Untreated wood's good, but it can rot. Metal lasts, but it can cook your plants or rust. Ceramic's arresting but expensive, and it can't take frost. And cast stone is forever; just try moving it.

Hands down, the experts like plastic. It's lightweight, crack-resistant and durable. Though "faux," it can be quite attractive, says garden designer Carreen Wright of Berwyn.

If you're not wild about plastic pots, Wright says, "you can camouflage them with trailing plants or spray-paint them. There are paints that will adhere to plastic. That's a perfectly easy fix for a cheapo pot."

Cheapo or not, big is best. "With container gardens and fish ponds," Gercens says, "you're going to get it and immediately wish it was bigger."

No matter which type, containers need holes in the bottom, feet underneath (no saucers, please), and - very important - potting mix inside. This is an airy, easy-draining blend of sphagnum peat moss, vermiculite and perlite. (You can also use half potting mix, half compost.)

"If you squeeze the bag of potting mix and it's nice and soft, light and fluffy," Gercens says, "it's good for your plants."

And you can put lots of them in a container without worrying that they'll smother one another. Think of it as a living flower arrangement, one that, despite the organic trend, should be fertilized.

Many potting mixes already contain fertilizer.
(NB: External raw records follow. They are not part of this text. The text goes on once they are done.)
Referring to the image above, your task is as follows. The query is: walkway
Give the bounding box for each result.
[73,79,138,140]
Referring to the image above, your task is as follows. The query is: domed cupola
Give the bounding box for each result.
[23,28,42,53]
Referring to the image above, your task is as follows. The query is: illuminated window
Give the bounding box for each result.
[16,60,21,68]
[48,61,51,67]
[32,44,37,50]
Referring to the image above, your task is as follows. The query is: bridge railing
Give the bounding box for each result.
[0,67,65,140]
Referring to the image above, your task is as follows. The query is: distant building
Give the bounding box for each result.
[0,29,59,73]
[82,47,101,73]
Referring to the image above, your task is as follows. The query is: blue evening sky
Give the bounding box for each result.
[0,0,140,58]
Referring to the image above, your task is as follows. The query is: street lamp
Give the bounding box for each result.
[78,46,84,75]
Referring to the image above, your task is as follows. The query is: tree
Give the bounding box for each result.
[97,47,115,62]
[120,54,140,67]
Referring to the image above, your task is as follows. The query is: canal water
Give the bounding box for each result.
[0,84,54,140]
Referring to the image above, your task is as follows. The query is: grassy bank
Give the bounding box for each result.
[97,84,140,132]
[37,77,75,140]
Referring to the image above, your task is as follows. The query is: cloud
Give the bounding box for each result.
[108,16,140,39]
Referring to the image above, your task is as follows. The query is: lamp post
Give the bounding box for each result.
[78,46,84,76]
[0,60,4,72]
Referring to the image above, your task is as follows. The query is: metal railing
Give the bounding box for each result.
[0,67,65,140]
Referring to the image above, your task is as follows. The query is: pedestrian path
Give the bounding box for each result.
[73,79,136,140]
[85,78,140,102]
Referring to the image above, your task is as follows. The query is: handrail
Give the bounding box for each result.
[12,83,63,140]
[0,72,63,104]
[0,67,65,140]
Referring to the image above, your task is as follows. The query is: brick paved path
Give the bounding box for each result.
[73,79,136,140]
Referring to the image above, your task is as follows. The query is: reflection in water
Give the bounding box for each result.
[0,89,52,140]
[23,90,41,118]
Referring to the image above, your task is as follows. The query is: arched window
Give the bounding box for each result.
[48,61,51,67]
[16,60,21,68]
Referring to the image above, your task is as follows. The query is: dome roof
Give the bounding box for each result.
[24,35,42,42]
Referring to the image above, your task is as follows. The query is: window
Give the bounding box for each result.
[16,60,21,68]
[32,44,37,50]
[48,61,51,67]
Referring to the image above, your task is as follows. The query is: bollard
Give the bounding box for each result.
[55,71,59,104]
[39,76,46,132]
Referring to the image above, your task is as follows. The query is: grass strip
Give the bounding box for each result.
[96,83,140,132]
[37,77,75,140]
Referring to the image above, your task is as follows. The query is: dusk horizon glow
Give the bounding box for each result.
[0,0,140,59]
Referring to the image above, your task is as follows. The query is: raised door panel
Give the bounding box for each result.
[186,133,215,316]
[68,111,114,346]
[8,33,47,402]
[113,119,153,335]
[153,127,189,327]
Terramin makes her own, Crawford markets her own, and Wright uses fish emulsion. What to do?

"There's a lot of confusion on this," Crawford acknowledges. "Every year, it seems there are 462 new fertilizers on the market."

Gercens suggests fertilizing "weekly and weakly," using half the manufacturer's recommended dose. But do fertilize.

"If you don't," Wright says, "you're not going to get the flower power out of your annuals that you could. You can make that choice, but you sacrifice a lot."

And containers, by nature, are not about sacrifice. They indulge taste, mood and season to an extraordinary degree. Best of all, much of the time, they do it using ordinary plants.